An influential member of the House of Representatives will table a bill that would permit Irish citizens to apply for unused Australian E-3 visas, according to Irish Foreign Minister Charlie Flanagan.
During an interview with the Irish Voice last week in New York, where Flanagan attended a number of UN and local Irish community events, the minister said that Jim Sensenbrenner, Republican of Wisconsin who has served in the House since 1979, will offer the bill that would allow the Irish access to the unused portion of Australia’s E-3 visa program which was created in 2005 and grants 10,500 high-skilled visas exclusively for Australian nationals each year.
Sensenbrenner stressed the importance of building support for the bill to ensure its passage.

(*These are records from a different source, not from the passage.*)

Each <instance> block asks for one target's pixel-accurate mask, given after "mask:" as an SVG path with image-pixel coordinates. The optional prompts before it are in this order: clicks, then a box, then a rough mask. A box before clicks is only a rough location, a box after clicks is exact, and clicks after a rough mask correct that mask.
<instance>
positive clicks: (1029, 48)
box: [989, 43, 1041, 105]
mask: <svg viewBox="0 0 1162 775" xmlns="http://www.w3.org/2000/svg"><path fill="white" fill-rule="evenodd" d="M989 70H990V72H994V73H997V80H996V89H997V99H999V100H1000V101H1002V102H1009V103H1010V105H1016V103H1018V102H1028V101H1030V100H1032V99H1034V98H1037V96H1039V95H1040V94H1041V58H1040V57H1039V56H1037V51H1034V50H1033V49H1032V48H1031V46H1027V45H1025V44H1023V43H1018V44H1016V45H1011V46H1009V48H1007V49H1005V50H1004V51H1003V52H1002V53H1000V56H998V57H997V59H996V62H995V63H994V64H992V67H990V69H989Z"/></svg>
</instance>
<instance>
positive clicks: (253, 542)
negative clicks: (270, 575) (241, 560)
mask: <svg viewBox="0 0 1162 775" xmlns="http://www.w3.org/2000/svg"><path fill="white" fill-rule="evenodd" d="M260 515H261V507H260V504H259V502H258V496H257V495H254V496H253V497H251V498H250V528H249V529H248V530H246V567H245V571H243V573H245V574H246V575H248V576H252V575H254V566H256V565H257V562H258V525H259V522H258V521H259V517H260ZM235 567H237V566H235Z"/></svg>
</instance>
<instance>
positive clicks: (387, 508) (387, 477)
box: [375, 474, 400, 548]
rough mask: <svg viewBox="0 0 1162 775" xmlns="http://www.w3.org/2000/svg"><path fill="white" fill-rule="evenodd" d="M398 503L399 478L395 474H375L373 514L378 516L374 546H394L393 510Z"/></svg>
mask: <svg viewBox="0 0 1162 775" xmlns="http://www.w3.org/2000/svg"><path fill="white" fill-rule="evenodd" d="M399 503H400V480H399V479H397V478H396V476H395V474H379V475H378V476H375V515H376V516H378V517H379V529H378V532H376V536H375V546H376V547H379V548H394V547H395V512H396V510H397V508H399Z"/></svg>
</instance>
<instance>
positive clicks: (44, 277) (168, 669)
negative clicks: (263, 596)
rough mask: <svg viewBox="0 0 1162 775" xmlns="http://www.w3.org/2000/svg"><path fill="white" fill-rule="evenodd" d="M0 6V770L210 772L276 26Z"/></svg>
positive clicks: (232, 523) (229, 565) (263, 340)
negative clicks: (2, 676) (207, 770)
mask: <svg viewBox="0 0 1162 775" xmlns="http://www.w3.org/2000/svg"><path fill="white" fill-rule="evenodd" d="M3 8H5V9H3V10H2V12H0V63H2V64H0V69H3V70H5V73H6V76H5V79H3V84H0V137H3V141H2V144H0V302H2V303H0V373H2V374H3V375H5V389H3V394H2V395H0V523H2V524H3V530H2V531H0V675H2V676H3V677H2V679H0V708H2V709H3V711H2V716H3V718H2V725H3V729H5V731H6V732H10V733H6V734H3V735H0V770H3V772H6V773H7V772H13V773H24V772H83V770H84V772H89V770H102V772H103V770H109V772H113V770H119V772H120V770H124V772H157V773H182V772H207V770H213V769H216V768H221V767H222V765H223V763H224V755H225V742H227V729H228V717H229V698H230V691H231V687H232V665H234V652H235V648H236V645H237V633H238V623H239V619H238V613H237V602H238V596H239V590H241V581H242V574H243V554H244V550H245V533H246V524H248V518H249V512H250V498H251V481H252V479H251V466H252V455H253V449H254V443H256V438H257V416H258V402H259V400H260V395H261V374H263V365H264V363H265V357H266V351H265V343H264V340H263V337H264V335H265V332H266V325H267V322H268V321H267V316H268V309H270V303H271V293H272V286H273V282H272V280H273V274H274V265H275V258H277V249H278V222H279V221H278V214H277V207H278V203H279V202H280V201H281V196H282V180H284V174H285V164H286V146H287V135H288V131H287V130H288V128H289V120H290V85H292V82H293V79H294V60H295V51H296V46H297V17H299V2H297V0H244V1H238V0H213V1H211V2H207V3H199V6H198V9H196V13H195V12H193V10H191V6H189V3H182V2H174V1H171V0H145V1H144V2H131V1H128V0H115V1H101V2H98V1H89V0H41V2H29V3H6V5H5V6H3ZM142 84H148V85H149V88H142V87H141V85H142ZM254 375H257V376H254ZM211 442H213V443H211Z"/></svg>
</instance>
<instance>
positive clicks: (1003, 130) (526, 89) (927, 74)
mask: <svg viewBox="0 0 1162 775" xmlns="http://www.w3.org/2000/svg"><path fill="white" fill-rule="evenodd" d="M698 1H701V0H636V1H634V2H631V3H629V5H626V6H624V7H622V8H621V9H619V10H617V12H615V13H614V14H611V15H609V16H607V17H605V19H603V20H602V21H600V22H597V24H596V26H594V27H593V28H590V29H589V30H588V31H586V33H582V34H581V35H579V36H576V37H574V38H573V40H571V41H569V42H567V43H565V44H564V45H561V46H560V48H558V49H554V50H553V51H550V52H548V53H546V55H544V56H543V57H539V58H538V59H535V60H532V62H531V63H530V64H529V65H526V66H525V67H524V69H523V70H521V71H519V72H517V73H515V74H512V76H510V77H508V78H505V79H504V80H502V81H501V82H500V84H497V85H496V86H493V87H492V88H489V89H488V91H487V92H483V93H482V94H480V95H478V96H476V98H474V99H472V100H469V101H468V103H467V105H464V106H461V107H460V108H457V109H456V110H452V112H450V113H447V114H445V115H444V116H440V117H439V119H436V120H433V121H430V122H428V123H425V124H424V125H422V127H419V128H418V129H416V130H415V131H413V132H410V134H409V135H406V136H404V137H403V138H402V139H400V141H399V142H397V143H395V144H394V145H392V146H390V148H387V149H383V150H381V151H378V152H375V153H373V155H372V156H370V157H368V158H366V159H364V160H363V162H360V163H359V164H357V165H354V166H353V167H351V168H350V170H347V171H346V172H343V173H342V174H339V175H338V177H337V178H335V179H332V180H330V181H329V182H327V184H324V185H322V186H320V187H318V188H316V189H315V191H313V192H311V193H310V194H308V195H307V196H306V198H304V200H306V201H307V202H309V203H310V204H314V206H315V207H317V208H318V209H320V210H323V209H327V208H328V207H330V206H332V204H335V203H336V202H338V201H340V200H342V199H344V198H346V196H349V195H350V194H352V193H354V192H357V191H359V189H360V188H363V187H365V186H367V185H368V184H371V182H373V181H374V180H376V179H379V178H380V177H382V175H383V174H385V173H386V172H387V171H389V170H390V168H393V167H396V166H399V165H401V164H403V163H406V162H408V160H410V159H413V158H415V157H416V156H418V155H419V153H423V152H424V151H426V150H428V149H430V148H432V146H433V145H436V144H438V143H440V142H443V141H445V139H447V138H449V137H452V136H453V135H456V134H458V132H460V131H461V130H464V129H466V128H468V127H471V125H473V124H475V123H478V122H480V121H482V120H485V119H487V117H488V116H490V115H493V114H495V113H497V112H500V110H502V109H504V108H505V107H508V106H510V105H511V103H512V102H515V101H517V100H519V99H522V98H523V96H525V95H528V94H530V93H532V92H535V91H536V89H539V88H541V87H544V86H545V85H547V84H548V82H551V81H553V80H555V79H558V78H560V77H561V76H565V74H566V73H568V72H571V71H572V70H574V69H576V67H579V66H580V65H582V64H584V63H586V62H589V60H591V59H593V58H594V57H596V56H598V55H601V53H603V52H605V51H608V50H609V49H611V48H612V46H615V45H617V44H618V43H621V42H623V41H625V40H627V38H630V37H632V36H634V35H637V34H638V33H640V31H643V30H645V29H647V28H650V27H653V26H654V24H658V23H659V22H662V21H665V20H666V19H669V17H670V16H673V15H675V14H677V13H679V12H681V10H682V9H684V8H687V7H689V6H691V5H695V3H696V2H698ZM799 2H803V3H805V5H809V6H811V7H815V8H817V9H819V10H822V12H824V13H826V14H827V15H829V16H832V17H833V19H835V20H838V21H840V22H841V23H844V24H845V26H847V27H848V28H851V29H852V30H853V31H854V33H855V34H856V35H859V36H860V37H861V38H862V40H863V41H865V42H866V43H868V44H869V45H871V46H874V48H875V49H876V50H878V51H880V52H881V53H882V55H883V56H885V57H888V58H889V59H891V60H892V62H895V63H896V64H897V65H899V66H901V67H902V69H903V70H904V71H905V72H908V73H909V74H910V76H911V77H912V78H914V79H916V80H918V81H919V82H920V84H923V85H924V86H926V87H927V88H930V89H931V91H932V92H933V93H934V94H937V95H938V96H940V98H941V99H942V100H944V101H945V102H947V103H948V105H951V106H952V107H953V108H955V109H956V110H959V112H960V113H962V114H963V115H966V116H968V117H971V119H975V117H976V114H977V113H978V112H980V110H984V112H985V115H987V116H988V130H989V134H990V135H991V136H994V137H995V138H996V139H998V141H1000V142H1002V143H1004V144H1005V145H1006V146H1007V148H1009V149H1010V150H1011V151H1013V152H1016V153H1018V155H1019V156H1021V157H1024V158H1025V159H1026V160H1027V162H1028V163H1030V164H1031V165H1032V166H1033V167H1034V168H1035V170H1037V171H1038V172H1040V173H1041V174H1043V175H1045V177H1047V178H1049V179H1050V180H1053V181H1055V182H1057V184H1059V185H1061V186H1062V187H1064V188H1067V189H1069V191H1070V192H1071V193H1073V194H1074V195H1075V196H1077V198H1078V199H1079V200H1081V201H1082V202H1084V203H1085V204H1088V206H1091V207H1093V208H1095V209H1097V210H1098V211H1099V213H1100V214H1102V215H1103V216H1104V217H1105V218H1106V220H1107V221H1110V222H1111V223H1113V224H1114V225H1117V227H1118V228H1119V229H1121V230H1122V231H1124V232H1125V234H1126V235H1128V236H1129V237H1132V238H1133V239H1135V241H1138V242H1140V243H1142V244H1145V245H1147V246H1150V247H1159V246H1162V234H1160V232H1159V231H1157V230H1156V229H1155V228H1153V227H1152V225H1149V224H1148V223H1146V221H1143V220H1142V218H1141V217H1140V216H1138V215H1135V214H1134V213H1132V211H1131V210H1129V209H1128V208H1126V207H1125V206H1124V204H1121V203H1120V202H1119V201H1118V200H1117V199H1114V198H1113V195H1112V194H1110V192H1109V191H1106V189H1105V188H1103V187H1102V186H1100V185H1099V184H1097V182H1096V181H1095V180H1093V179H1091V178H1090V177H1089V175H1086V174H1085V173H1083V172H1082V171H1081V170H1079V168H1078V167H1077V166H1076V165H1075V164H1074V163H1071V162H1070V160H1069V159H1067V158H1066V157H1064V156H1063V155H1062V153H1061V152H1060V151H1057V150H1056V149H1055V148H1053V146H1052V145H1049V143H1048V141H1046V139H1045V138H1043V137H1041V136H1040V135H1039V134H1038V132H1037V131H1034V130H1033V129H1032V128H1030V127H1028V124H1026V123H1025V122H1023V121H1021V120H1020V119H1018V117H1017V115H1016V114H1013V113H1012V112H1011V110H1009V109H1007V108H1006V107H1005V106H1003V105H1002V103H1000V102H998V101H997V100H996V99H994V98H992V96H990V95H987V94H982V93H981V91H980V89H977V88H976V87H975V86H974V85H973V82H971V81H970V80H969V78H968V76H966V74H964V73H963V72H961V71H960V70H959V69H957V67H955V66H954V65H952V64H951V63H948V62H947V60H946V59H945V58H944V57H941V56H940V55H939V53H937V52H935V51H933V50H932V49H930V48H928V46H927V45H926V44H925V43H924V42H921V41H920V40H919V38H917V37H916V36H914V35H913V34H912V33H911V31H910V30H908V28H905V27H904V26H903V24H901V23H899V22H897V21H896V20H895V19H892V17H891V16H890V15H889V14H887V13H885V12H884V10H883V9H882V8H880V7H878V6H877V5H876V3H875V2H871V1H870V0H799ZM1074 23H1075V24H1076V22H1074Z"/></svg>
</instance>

“It’s a new development, and it’s important we get support now for the bill,” said Flanagan, who met with Sensenbrenner and a number of other politicians last Wednesday on Capitol Hill.
“The process has commenced, and we will seek support. [Sensenbrenner] himself will also assist in ensuring a measure of support for it.”
The Australia E-3 program is set aside for Australian nationals working in “specialty” occupations that require a minimum of a bachelor’s degree. A U.S. job offer is also necessary. The visa is issued for an initial period of two years, and is renewable indefinitely.
For fiscal year 2014, 8,834 Australian E-3s were issued. The Sensenbrenner bill, Flanagan acknowledged, isn’t the long-term answer to creating a new flow of Irish immigration to the U.S., but it’s a potential start.
“I don’t offer this as a panacea, but it’s a welcome development,” Flanagan said.
“We’re looking for cross party support, and it’s significant that it’s tabled by Congressman Sensenbrenner. So the process has commenced and it’s a matter of working through it now.”
Flanagan said the Irish government is “disappointed” that there hasn’t been any progress on U.S. immigration reform. He says the government knows it’s “unlikely” that any legislation will be enacted under the Obama administration, but that keeping reform on the agenda, especially as it pertains to the undocumented Irish, remains a top priority.
“Every minister who visits the U.S. has the issue top of their agenda,” Flanagan said. “We recognize that a special dispensation for the Irish is not going to happen. Nevertheless, we feel that in the context of the matter being addressed overall, the shadow must be lifted from thousands of Irish citizens here.
“This is not,” Flanagan added, “just a St. Patrick’s Day issue. And in spite of a lack of progress, we will endure.”
Flanagan said that as the Irish economy recovers from its economic challenges, the government will be in a greater position to offer more financial support to the diaspora in the U.S.
“I would hope that as we secure our recovery we will be in a position to further intensify our engagement here in terms of many projects, [like] our emigrant support programs, ensuring that we recognize the importance of the Irish community in New York City,” he said.
The chance for emigrants to return to a more prosperous Ireland is also real, Flanagan stressed.
“We now believe the time is right where they may consider coming home and bringing their experience and expertise,” he said.
“Our unemployment numbers are dropping considerably, our public finances are now in order and our economy is expanding and developing. We now have opportunity for people to consider an option of coming home.”
*An earlier version of this article incorrectly stated that Congressman Sensenbrenner represents Wyoming. He is a congressman for Wisconsin.